We evaluated the effects of the dispersal vector on distribution with an individual-based approach that describes colonies in a population as groups of individuals within a circular shape of various sizes (Fig. 1a,c,e for typical model outputs, see supplemental information SI 1 for detailed settings). To evaluate the effect of spatial heterogeneity on population dynamics, for each model type we generated 100 of \(h(x,y)\) randomly (see shaded area of Fig. 1a,c,e, and SI 2 for the algorithm used) and ran 100 independent realizations for each \(h(x,y)\). For each realization, we split the time course into three phases: establishment, expansion, and naturalization. The phases were based on the proportion of area inhabited by the population (Fig. 2a; less than 5%, 5% to 95%, and 95% to complete occupation of the total area, respectively), and measured the length of each phase. We linearly interpolated the time course based on area covered for each phase.

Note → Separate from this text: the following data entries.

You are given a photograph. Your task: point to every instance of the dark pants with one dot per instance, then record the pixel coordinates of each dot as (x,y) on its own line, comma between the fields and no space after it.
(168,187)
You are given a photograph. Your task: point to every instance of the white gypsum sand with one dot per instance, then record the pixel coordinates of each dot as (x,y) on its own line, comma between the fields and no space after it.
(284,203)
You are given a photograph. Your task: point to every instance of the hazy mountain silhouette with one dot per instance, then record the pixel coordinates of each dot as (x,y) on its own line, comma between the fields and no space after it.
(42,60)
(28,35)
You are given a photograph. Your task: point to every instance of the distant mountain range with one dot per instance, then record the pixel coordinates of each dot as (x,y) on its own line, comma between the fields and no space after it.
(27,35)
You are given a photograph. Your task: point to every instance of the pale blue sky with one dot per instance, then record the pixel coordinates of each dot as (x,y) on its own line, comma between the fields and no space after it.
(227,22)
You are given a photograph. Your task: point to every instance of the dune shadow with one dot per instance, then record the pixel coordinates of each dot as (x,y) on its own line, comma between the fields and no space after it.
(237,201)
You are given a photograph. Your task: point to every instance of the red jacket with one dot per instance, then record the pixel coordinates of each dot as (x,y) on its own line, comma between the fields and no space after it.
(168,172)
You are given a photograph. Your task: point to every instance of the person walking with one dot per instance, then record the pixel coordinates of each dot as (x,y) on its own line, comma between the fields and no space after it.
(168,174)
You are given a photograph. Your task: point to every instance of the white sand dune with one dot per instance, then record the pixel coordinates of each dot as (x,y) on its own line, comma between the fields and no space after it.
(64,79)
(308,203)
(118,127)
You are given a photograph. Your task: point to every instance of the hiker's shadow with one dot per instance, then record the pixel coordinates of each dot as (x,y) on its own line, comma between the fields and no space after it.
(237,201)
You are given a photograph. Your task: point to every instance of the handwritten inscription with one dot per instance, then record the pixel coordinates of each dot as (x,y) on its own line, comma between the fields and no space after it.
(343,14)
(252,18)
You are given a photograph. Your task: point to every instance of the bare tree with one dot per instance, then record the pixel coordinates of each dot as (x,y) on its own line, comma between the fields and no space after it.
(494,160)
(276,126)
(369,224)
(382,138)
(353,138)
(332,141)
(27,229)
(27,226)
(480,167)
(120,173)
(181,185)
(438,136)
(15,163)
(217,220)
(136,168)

Using the same set of realized time courses, we estimated the asymptotic growth rate as the peak of a distribution of the logarithmic value of the instantaneous growth rate, defined as a difference of logarithmic values of covered area that are adjacent in a time course. We excluded periods that a population covers less than 1% or more than 50% of the total area to avoid strong demographic stochasticity of initial dynamics and a deceleration phase of S-shaped growth, respectively. We gathered these logarithmic values of instantaneous growth rates from 100 realizations with the same \(h(x,y)\) and dispersal type, then estimated the density distribution using Gaussian kernel estimation. Finally, we determined the maximum point of the estimated density distribution as the estimated asymptotic growth rate.